1 Das von den Beteiligten übereinstimmend in der Hauptsache für erledigt erklärte Verfahren ist in entsprechender Anwendung des § 92 Abs. 3 Satz 1 i.V.m. § 125 Abs. 1 Satz 1, § 141 Satz 1 VwGO einzustellen. Die vorinstanzliche Entscheidung ist analog § 269 Abs. 3 Satz 1 ZPO i.V.m. § 173 VwGO wirkungslos.

2 Über die Kosten des Verfahrens ist gemäß § 161 Abs. 2 Satz 1 VwGO unter Berücksichtigung des bisherigen Sach- und Streitstandes nach billigem Ermessen zu entscheiden. In der Regel entspricht es billigem Ermessen, gemäß dem Grundsatz des § 154 Abs. 1 VwGO die Verfahrenskosten dem Beteiligten aufzuerlegen, der ohne die Erledigung voraussichtlich unterlegen wäre. Jedoch befreit der dem § 161 Abs. 2 VwGO zugrunde liegende Gedanke der Prozesswirtschaftlichkeit das Gericht von dem Gebot, anhand eingehender Erwägungen abschließend über den Streitstoff des in der Hauptsache erledigten Verfahrens zu entscheiden. Wirft der Rechtsstreit schwierige Fragen auf, so entspricht es nach ständiger Rechtsprechung des Bundesverwaltungsgerichts regelmäßig billigem Ermessen, die Verfahrenskosten in Anlehnung an § 155 Abs. 1 VwGO zu teilen. Dies gilt auch im vorliegenden Fall.

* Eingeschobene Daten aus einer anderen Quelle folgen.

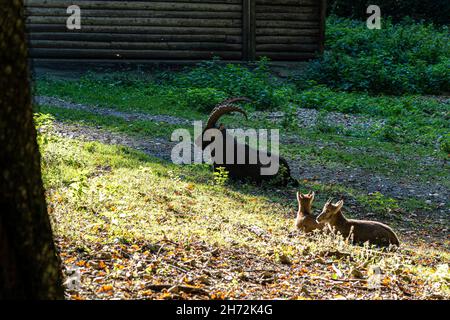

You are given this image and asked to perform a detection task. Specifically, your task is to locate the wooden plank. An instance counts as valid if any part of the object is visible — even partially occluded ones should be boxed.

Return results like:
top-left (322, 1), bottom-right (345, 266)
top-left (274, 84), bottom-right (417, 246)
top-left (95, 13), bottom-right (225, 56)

top-left (242, 0), bottom-right (256, 61)
top-left (26, 16), bottom-right (242, 28)
top-left (256, 0), bottom-right (320, 7)
top-left (27, 24), bottom-right (242, 36)
top-left (256, 36), bottom-right (319, 45)
top-left (319, 0), bottom-right (327, 54)
top-left (25, 7), bottom-right (241, 19)
top-left (29, 40), bottom-right (242, 51)
top-left (30, 48), bottom-right (242, 60)
top-left (29, 31), bottom-right (243, 44)
top-left (256, 28), bottom-right (319, 36)
top-left (256, 20), bottom-right (320, 30)
top-left (25, 0), bottom-right (242, 12)
top-left (256, 52), bottom-right (317, 61)
top-left (256, 43), bottom-right (319, 52)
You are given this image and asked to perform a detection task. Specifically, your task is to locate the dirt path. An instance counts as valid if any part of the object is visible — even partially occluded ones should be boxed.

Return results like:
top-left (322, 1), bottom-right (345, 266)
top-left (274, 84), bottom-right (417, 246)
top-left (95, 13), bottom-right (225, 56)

top-left (43, 97), bottom-right (450, 248)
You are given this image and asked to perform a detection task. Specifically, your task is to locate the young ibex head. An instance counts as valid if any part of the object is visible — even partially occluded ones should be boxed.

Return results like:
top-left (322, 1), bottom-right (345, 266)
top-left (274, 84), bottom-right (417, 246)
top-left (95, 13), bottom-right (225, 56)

top-left (316, 199), bottom-right (344, 223)
top-left (297, 191), bottom-right (316, 214)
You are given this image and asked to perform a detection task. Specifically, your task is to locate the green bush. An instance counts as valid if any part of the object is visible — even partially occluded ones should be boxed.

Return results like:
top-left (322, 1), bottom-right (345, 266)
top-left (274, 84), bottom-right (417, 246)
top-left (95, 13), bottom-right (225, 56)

top-left (328, 0), bottom-right (450, 24)
top-left (297, 17), bottom-right (450, 95)
top-left (185, 88), bottom-right (227, 112)
top-left (165, 59), bottom-right (293, 110)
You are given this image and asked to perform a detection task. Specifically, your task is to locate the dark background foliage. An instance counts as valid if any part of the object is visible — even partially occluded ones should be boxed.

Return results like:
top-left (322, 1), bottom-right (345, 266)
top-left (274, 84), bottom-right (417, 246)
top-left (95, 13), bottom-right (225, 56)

top-left (328, 0), bottom-right (450, 25)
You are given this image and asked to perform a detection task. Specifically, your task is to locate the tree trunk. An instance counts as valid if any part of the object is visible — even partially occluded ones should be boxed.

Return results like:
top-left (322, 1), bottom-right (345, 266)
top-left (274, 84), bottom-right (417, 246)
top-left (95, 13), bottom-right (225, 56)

top-left (0, 0), bottom-right (64, 300)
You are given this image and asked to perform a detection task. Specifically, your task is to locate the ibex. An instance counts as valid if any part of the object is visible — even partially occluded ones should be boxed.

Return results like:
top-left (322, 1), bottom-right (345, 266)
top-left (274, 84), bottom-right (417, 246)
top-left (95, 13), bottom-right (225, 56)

top-left (197, 98), bottom-right (298, 186)
top-left (317, 199), bottom-right (400, 247)
top-left (295, 192), bottom-right (325, 233)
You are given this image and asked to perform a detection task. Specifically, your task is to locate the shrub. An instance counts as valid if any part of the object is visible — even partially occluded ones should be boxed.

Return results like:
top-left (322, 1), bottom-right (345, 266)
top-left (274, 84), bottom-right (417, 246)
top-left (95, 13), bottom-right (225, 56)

top-left (185, 88), bottom-right (227, 112)
top-left (169, 59), bottom-right (293, 110)
top-left (297, 17), bottom-right (450, 95)
top-left (328, 0), bottom-right (450, 24)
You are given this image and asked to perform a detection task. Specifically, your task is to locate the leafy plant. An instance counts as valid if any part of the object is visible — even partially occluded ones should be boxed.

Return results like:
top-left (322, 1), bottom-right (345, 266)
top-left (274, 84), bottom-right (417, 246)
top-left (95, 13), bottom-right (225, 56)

top-left (214, 167), bottom-right (228, 186)
top-left (297, 16), bottom-right (450, 95)
top-left (185, 88), bottom-right (227, 112)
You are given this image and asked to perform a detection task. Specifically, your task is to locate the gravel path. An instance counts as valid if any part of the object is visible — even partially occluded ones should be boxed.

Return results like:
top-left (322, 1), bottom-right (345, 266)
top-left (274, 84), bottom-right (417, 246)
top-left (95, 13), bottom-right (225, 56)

top-left (35, 97), bottom-right (450, 214)
top-left (34, 96), bottom-right (192, 125)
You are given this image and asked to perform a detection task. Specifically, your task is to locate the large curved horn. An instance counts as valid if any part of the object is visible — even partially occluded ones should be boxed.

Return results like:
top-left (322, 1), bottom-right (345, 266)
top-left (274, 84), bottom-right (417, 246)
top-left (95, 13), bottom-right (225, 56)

top-left (205, 98), bottom-right (248, 131)
top-left (220, 97), bottom-right (252, 105)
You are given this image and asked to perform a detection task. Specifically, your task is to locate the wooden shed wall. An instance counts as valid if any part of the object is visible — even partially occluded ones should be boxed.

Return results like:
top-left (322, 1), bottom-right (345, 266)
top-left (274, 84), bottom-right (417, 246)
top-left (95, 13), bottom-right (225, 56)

top-left (25, 0), bottom-right (323, 60)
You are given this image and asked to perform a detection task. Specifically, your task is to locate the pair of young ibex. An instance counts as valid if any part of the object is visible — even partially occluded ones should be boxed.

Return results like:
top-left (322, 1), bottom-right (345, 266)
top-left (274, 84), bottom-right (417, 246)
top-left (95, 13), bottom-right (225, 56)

top-left (296, 192), bottom-right (400, 247)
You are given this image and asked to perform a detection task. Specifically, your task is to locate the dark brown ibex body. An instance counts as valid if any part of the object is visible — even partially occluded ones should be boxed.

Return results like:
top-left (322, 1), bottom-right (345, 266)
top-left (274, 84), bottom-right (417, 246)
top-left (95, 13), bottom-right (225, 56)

top-left (295, 192), bottom-right (325, 233)
top-left (317, 200), bottom-right (400, 247)
top-left (201, 98), bottom-right (298, 185)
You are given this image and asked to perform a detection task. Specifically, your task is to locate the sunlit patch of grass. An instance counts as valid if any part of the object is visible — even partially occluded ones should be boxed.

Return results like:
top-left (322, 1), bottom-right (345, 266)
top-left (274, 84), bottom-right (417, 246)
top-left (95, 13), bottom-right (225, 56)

top-left (42, 129), bottom-right (450, 298)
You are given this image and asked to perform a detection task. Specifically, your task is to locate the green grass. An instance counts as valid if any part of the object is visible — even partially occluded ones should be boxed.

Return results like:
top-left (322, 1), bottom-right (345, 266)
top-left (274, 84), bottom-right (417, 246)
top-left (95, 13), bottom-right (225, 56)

top-left (41, 128), bottom-right (450, 298)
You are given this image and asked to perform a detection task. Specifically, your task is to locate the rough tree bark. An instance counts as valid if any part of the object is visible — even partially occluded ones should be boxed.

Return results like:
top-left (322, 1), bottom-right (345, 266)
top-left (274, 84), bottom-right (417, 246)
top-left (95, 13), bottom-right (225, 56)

top-left (0, 0), bottom-right (64, 300)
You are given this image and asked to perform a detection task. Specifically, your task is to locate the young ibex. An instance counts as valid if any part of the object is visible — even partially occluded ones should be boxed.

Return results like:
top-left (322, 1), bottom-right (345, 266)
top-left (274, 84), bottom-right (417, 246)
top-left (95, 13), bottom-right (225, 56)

top-left (198, 98), bottom-right (298, 186)
top-left (317, 199), bottom-right (400, 247)
top-left (295, 192), bottom-right (325, 233)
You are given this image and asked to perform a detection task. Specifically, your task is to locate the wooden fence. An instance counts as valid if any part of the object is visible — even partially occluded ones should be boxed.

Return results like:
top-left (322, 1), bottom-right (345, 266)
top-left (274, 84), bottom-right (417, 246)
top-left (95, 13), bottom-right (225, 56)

top-left (25, 0), bottom-right (326, 61)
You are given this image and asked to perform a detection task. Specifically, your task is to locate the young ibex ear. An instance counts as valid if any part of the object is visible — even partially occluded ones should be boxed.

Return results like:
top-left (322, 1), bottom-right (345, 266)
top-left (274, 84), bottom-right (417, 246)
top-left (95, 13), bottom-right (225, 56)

top-left (335, 200), bottom-right (344, 211)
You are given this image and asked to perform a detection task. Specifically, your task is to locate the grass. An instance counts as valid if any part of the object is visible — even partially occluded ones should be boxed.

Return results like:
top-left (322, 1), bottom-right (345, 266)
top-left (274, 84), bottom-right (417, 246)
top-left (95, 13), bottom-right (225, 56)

top-left (41, 125), bottom-right (450, 299)
top-left (35, 16), bottom-right (450, 299)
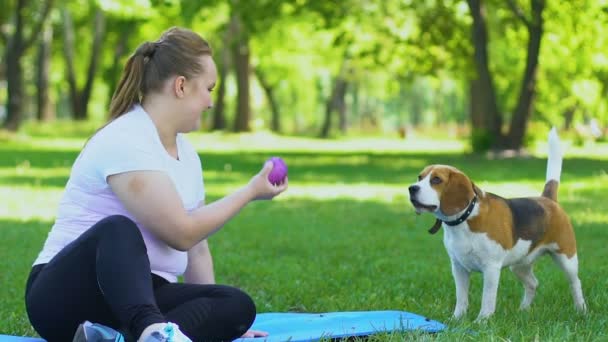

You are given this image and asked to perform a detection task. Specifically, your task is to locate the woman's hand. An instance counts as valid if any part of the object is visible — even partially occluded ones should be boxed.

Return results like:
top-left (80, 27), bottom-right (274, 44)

top-left (247, 161), bottom-right (288, 200)
top-left (241, 330), bottom-right (268, 338)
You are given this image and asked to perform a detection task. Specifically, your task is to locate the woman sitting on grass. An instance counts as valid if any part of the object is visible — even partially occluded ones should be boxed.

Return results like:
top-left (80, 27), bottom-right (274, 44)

top-left (25, 28), bottom-right (287, 342)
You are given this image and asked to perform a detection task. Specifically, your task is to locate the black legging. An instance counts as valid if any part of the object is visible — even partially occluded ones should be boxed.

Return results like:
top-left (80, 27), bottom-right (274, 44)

top-left (25, 216), bottom-right (255, 342)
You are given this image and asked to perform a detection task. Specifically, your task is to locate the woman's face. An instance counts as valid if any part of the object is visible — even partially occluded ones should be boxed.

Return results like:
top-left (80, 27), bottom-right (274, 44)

top-left (182, 55), bottom-right (217, 132)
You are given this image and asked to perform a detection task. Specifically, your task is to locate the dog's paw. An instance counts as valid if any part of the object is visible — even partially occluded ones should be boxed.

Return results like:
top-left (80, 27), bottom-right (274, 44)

top-left (475, 312), bottom-right (493, 324)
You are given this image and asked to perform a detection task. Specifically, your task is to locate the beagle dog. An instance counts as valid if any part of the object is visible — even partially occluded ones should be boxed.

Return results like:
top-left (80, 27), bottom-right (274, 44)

top-left (409, 128), bottom-right (586, 321)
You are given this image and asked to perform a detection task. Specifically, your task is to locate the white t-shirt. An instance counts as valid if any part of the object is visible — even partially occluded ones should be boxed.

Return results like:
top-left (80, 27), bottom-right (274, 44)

top-left (34, 105), bottom-right (205, 282)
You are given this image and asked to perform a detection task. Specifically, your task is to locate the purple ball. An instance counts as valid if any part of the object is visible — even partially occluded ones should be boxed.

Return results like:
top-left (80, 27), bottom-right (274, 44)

top-left (268, 157), bottom-right (287, 185)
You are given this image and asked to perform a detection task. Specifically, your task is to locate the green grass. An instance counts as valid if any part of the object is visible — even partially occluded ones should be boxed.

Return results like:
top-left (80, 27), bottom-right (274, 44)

top-left (0, 130), bottom-right (608, 341)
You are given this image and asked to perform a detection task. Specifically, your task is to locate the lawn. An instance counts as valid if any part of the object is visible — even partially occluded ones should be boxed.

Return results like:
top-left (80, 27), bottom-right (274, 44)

top-left (0, 130), bottom-right (608, 341)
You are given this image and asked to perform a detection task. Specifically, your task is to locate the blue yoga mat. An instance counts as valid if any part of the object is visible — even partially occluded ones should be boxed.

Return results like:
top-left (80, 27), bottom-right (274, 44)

top-left (0, 311), bottom-right (445, 342)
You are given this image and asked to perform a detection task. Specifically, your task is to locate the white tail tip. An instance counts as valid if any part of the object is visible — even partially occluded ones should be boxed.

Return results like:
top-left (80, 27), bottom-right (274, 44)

top-left (546, 127), bottom-right (563, 182)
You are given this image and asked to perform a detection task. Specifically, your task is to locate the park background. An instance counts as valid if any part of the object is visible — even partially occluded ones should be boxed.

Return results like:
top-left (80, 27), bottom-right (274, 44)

top-left (0, 0), bottom-right (608, 341)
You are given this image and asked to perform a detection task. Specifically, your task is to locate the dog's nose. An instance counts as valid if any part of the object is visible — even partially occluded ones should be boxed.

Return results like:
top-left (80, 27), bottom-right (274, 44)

top-left (408, 185), bottom-right (420, 196)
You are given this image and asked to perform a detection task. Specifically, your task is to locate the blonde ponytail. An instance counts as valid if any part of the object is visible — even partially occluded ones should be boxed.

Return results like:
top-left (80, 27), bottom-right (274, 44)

top-left (104, 27), bottom-right (211, 121)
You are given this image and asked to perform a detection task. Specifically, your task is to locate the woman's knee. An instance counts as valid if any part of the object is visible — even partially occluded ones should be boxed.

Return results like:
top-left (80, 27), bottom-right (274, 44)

top-left (94, 215), bottom-right (143, 242)
top-left (224, 287), bottom-right (256, 337)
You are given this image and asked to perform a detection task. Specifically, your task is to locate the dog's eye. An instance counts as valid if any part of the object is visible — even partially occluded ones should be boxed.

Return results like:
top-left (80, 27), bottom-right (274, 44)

top-left (431, 176), bottom-right (441, 184)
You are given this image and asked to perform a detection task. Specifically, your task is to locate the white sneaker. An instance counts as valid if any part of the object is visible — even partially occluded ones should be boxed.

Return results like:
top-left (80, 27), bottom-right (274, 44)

top-left (139, 322), bottom-right (192, 342)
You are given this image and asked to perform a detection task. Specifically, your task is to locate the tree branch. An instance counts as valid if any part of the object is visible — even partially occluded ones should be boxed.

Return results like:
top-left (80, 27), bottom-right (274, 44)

top-left (23, 0), bottom-right (53, 50)
top-left (507, 0), bottom-right (532, 28)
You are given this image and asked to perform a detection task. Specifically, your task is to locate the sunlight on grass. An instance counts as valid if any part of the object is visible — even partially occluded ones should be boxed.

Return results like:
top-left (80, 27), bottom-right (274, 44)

top-left (0, 133), bottom-right (608, 341)
top-left (0, 186), bottom-right (63, 221)
top-left (188, 132), bottom-right (466, 153)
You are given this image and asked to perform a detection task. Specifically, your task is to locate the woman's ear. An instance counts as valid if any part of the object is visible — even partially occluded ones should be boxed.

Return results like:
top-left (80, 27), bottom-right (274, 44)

top-left (173, 76), bottom-right (186, 99)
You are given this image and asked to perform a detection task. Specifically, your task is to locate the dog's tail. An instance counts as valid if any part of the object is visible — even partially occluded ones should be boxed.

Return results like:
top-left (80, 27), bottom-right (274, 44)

top-left (543, 127), bottom-right (563, 202)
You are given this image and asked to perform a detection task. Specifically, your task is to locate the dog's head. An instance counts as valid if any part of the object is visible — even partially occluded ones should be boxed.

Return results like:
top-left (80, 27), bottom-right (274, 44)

top-left (409, 165), bottom-right (480, 217)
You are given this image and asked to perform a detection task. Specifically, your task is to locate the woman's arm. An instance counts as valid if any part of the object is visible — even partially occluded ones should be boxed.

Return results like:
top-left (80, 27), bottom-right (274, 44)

top-left (184, 240), bottom-right (215, 284)
top-left (108, 162), bottom-right (287, 251)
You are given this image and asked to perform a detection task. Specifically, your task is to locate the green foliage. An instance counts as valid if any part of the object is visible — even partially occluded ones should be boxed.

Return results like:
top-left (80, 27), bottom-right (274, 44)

top-left (471, 128), bottom-right (496, 153)
top-left (0, 0), bottom-right (608, 139)
top-left (0, 132), bottom-right (608, 341)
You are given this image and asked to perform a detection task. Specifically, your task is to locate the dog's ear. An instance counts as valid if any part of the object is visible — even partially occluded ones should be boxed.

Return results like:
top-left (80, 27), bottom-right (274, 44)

top-left (429, 219), bottom-right (441, 234)
top-left (471, 182), bottom-right (483, 197)
top-left (440, 171), bottom-right (475, 216)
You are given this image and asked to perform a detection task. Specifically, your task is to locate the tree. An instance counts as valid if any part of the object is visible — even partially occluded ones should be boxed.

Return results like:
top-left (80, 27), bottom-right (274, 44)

top-left (62, 7), bottom-right (105, 120)
top-left (3, 0), bottom-right (53, 131)
top-left (467, 0), bottom-right (545, 149)
top-left (36, 21), bottom-right (55, 121)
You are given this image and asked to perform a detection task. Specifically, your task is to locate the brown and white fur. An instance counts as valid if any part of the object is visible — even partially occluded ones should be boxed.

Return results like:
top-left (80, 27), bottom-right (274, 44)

top-left (409, 129), bottom-right (586, 320)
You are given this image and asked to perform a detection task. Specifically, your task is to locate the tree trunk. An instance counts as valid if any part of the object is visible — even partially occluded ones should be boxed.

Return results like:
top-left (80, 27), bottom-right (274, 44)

top-left (469, 79), bottom-right (484, 131)
top-left (506, 0), bottom-right (545, 149)
top-left (467, 0), bottom-right (503, 148)
top-left (74, 8), bottom-right (105, 120)
top-left (211, 66), bottom-right (228, 131)
top-left (564, 105), bottom-right (576, 131)
top-left (319, 75), bottom-right (348, 138)
top-left (37, 23), bottom-right (55, 122)
top-left (62, 7), bottom-right (81, 119)
top-left (104, 21), bottom-right (131, 108)
top-left (336, 79), bottom-right (348, 134)
top-left (232, 16), bottom-right (251, 132)
top-left (3, 0), bottom-right (52, 131)
top-left (211, 20), bottom-right (238, 130)
top-left (254, 67), bottom-right (281, 133)
top-left (4, 26), bottom-right (24, 131)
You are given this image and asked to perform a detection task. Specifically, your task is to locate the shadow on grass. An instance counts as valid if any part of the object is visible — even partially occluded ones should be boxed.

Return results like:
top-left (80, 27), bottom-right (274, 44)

top-left (0, 193), bottom-right (608, 340)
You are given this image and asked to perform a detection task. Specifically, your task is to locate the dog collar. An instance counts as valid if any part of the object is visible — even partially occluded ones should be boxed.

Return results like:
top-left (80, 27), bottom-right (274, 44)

top-left (429, 195), bottom-right (477, 234)
top-left (443, 196), bottom-right (477, 226)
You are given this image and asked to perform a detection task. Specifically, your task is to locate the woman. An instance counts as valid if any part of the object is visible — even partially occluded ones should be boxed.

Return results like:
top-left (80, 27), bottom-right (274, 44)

top-left (26, 28), bottom-right (287, 342)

3 Zwar steht nach dem Urteil des Europäischen Gerichtshofs vom 22. November 2007 - C-262/06 - (EuZW 2008, 54) fest, dass der angefochtene Beschluss der Beklagten vom 18. Juli 2005 fehlerhaft ist. Denn § 43 Abs. 6 Satz 1 TKG 1996, dessen übergangsweise Fortgeltung gemäß § 150 Abs. 1 TKG 2004 nach dem vorgenannten Urteil nicht zweifelhaft ist, sah im Unterschied zu § 40 Abs. 1 Satz 1 und 2 TKG 2004 die Pflicht zur Gewährung der Betreiberauswahl und der Betreibervorauswahl unmittelbar kraft Gesetzes vor und enthielt keine Ermächtigung, die betreffende Verpflichtung durch Verwaltungsakt aufzuerlegen. Dies schließt aber die Möglichkeit nicht aus, den angefochtenen Beschluss unter den in § 47 VwVfG genannten Voraussetzungen in einen - die vorübergehend fortbestehende Pflicht zur Betreiber(vor)auswahl - feststellenden Verwaltungsakt umzudeuten. Die Umdeutung hängt u.a. davon ab, ob der fehlerhafte Verwaltungsakt auf das gleiche Ziel gerichtet ist wie der andere Verwaltungsakt (s. auch Urteil vom 14. Februar 2007 - BVerwG 6 C 28.05 - Buchholz 242.066 § 150 TKG Nr. 3 Rn. 28 zur Umdeutung des Widerrufs einer Regulierungsverpflichtung in die Feststellung ihres Erlöschens).

4 Im vorliegenden Fall lässt sich die Frage der Zielgleichheit beider Verwaltungsakte ohne eingehende Prüfung nicht eindeutig beantworten: Hinsichtlich des Ausspruchs, dass die Klägerin (weiterhin) verpflichtet ist, Betreiberauswahl und Betreibervorauswahl zu ermöglichen, wäre zwar der feststellende Verwaltungsakt auf das gleiche Ziel gerichtet wie der verpflichtende Verwaltungsakt. Andererseits zielte die auf § 40 Abs. 1 Satz 1 i.V.m. § 12 Abs. 2 Nr. 4 TKG 2004 gestützte vorläufige Regulierungsverfügung darauf, auch hinsichtlich etwaiger missbrauchsaufsichtlicher oder sonstiger Anordnungsbefugnisse neues Recht zur Anwendung zu bringen, während sich eine nach § 43 Abs. 6 TKG 1996 i.V.m. § 150 Abs. 1 TKG 2004 einstweilen fortbestehende Pflicht zur Betreiber(vor)auswahl auch hinsichtlich solcher Befugnisse noch nach altem Recht richtete (s. auch Urteil vom 19. September 2007 - BVerwG 6 C 34.06 - NVwZ 2008, 84 Rn. 16). Ob vor diesem Hintergrund Zielgleichheit i.S.v. § 47 Abs. 1 VwVfG bestand, ließe sich nur aufgrund eingehender rechtlicher Erwägungen entscheiden, wie sie nach Erledigung der Hauptsache nicht mehr geboten sind.

5 Die Festsetzung des Streitwertes beruht auf § 47 Abs. 1 i.V.m. § 52 Abs. 1 GKG.